Subject 6. Primary Security Markets

The primary markets are those in which new issues of bonds, preferred stock, or common stock are sold by government units, municipalities, or companies to acquire new capital.

  • New issue.
  • Key factor: issuer receives the proceeds from the sale.

There are two important rules in the primary capital markets:

  • Rule 415 allows large firms to register security issues and sell them piecemeal over the following two years. Such issues are called shelf-registration. This rule allows a single registration document to be filed that permits the issuance of multiple securities.
  • Rule 144A allows corporations (including non-U.S. firms) to place securities privately with large, sophisticated investors. The issuer of a private placement reduces issuing costs because it does not have to complete the extensive registration documents. However, investors will require a higher return since no secondary market exists and thus the liquidity risk is high.

New stock issues are divided into two groups:

  • Initial public offerings (IPOs).
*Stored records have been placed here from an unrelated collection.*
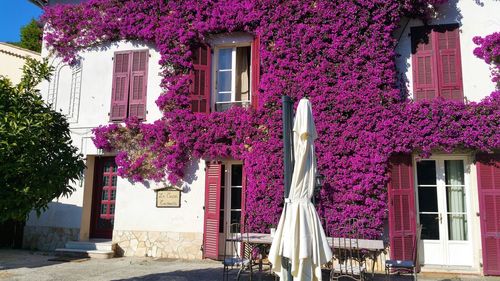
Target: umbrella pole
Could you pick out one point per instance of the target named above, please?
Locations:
(288, 158)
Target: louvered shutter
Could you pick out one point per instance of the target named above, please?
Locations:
(120, 87)
(255, 71)
(212, 208)
(402, 223)
(449, 63)
(425, 84)
(200, 77)
(138, 84)
(488, 174)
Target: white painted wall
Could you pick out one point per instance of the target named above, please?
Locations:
(12, 59)
(136, 206)
(136, 203)
(474, 20)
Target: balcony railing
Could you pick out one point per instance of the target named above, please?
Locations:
(223, 106)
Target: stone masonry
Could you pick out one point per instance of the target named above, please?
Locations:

These are new shares that a firm offers to the public for the first time. They are typically underwritten by investment bankers through negotiated arrangements (the most common form), competitive bids, and best-effort arrangements (investment bankers act as brokers, not taking the price risk).
  • Seasoned equity issues. These are new shares issued by firms that already have stocks outstanding.

A rights issue is an option that a company can opt for to raise capital under a secondary market offering or by using a seasoned equity offering of shares to raise money. It is a special form of shelf offering or shelf registration. With the issued rights, existing shareholders have the privilege of buying a specified number of new shares from the firm at a specified price within a specified time.

Government bond issues are sold at Federal Reserve auctions.